A. Conference takes note of the resolutions passed by the Cape Town Combating Corruption Conference in November 2015,

B. Conference acknowledges that generating the political will to tackle the menacing scourge of corruption effectively is vital to the success of anti-corruption initiatives,

C. Sensitising and empowering ordinary citizens to create the ripple effect necessary to conquer corruption is at the core of activism against corruption,

D. It is the responsibility of political parties, the civil service, the media, civil society organisations, trade unions, commerce and industry in Africa to devise programs and strategies that will ensure the fight against corruption is everyone’s business,

E. The role of faith-based organisations is critical to the re-establishment and promotion of sound moral, ethical and spiritual values,

F. Through its investigation and exposure of corruption, the media plays a pivotal role in popularising the struggle against corruption,

G. Traditional leaders throughout Africa who govern with integrity and responsiveness to the interests of those they lead have a vital role to play in conquering corruption,

H. Properly focussed interventions and mechanisms with a multiplicity of strategies at national, regional, continental and worldwide levels are an efficient way of taking on the corrupt,

I. Machinery of state must comply with the internationally recognised criteria for effective corruption busting.

CONFERENCE ACCORDINGLY RESOLVES THAT:

1. National audits of the anti-corruption machinery of state should be encouraged to ensure that the internationally recognised criteria for anti-corruption entities are universally complied with in Africa;

2. Media campaigns and advocacy, designed to create awareness of the internationally recognised criteria for and the need to create compliant machinery of state, need to be organised;

3. Traditional leaders, civil society, the civil service, trade unions and political parties all have an active role to play in campaigning against corruption;

4. The mobilisation of faith-based organisations around the effects that corruption has on the poor and the vulnerable is critical to the success of the struggle against corruption and the elimination of poverty in Africa,

5. Steps must be devised and popularised at country level to secure implementation of the strategies set out in resolutions f, g and h of the Cape Town Conference. Politicians and public servants must be encouraged to champion one or more or all of the said strategies which are:

f. A sanctions system, such as that developed by the World Bank, should be considered for implementation at the level of national jurisdiction in relation to all public procurement.

g. The private sector and civil society organisations should be encouraged to adopt and implement anti-corruption compliance programmes as contemplated by the Organisation for Economic Co-operation and Development.

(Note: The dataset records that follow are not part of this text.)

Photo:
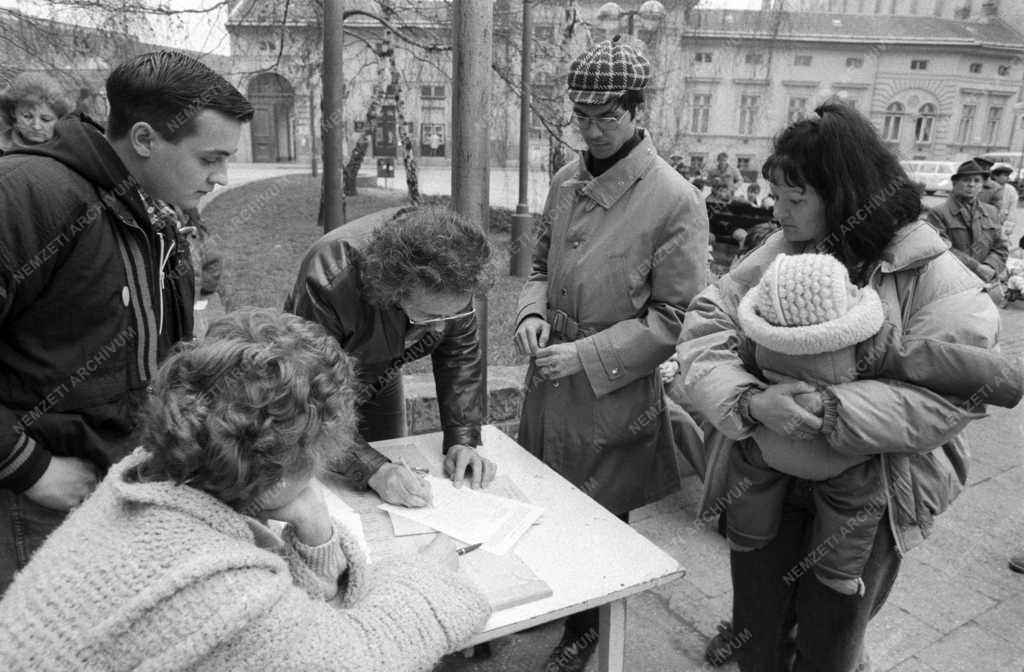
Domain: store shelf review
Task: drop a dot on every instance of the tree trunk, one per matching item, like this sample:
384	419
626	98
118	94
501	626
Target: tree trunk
557	157
409	157
355	160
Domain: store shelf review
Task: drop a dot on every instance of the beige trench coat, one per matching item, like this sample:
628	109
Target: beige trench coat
623	254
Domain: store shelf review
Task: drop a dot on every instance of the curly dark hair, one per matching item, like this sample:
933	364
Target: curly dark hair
429	248
264	396
33	89
867	195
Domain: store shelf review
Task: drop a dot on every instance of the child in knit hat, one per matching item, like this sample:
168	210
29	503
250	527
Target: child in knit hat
806	320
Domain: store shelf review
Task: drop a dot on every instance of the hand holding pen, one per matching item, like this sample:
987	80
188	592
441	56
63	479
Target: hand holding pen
397	484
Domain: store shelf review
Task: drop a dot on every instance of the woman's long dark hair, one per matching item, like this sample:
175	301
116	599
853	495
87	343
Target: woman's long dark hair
866	193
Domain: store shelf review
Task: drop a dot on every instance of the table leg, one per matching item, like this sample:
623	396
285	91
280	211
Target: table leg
611	645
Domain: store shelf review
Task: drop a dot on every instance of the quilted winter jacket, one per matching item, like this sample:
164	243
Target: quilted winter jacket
928	294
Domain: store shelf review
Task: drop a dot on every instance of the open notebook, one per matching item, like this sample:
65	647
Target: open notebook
504	579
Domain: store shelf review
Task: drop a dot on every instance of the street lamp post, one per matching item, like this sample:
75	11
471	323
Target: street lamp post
332	130
610	15
521	220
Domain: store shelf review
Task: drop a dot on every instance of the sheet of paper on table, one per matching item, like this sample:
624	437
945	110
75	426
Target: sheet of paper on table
505	580
502	486
472	516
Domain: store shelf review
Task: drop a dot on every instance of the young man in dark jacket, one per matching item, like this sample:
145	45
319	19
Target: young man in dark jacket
95	281
392	291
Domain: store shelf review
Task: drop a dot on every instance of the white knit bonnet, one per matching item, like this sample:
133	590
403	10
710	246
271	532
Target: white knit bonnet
806	304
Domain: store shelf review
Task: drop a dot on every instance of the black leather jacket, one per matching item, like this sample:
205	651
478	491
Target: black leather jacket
329	290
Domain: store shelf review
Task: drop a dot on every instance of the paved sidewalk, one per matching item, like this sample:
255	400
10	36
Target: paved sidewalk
955	606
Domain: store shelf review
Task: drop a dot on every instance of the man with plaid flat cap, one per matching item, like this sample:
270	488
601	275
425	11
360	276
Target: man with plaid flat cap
621	252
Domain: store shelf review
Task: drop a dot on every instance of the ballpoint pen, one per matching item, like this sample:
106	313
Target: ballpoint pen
467	549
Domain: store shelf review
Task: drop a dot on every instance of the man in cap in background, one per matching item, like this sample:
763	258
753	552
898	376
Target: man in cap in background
724	172
621	251
1008	197
972	227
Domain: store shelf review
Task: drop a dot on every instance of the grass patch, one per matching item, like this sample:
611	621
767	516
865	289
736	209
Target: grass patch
275	223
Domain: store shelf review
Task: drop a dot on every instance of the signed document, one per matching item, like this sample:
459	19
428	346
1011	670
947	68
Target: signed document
472	515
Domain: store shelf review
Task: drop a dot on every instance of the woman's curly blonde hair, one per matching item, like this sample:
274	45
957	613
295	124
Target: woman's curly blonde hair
263	396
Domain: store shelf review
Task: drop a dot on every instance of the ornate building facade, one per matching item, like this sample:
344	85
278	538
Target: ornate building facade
939	79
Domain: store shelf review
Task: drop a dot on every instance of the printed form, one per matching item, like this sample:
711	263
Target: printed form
472	516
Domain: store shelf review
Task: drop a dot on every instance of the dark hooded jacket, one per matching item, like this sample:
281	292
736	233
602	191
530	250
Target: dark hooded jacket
83	321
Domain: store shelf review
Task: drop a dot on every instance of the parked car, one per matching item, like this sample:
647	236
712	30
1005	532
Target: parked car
933	174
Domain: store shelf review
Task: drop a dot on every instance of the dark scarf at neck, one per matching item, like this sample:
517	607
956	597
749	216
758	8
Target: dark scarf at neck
597	166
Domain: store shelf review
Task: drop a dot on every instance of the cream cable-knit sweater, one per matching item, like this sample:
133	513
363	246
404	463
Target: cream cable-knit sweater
157	577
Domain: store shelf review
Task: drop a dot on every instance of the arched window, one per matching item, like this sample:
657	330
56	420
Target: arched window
924	124
891	126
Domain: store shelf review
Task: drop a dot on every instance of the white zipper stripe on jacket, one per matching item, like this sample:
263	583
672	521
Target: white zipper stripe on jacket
163	263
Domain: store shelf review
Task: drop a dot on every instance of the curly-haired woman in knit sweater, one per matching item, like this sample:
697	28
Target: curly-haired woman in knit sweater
170	565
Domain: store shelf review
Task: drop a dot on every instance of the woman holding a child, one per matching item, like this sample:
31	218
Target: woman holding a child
843	377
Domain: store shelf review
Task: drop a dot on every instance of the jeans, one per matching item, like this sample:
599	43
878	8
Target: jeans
773	594
24	528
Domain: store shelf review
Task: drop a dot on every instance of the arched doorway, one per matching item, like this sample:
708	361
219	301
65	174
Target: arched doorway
273	99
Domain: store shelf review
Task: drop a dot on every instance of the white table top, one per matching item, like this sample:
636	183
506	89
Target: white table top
586	554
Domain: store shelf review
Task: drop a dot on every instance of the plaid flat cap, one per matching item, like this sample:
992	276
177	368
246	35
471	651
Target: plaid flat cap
606	71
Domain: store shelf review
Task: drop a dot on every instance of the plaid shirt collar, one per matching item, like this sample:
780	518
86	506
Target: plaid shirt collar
162	214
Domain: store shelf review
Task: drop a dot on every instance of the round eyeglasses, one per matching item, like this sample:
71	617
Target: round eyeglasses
603	123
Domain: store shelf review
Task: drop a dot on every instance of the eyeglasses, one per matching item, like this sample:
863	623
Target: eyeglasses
603	123
434	321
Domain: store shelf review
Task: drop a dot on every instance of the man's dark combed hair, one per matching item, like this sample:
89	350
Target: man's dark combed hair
168	89
866	193
429	248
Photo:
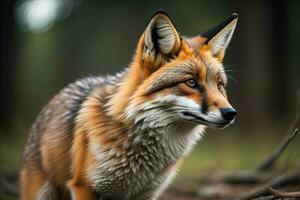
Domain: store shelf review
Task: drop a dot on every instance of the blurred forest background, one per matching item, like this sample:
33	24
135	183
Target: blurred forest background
46	44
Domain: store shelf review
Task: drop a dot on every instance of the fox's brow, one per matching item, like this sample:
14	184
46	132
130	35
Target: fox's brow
173	76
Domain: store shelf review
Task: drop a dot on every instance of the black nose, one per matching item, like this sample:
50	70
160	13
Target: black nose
228	113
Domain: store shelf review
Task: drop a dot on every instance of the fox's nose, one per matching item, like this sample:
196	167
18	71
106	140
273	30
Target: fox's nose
228	113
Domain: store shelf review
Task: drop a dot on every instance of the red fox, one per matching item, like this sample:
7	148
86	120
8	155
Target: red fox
123	137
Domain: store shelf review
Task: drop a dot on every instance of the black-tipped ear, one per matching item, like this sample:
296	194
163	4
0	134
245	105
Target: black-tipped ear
219	37
161	39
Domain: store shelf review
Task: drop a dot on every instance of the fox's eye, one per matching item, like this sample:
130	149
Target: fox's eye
191	83
220	84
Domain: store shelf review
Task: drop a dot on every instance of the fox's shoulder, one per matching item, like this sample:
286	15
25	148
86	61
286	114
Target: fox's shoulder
59	115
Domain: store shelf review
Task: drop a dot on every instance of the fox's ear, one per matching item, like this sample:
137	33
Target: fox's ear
219	37
160	40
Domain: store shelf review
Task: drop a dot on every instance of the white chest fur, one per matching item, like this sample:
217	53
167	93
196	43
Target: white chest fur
143	170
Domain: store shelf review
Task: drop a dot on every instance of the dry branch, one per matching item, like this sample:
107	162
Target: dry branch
268	163
286	178
278	193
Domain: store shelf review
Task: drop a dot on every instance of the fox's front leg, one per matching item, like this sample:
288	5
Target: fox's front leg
80	191
79	188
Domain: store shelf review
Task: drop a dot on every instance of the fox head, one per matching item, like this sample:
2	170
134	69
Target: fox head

h. Governments should establish a framework for the open and comprehensive declaration of assets and interests by all political office bearers and public officials

6. The international community of nations must use its capacity to monitor and investigate global financial movements via the Society for Worldwide Interbank Financial Telecommunication (Swift) as a means for identifying illegal movements of funds implicated in corrupt activity around the world. This capacity must be used to secure the prosecution of individuals and companies who are involved in corruption. Every effort must be made to recover funds which are the product of corrupt activity and to return these funds to the lawful authorities in their countries of origin.

7. All delegates at conference commit themselves and the organisations they represent to “say no to corruption” and “yes” to integrity.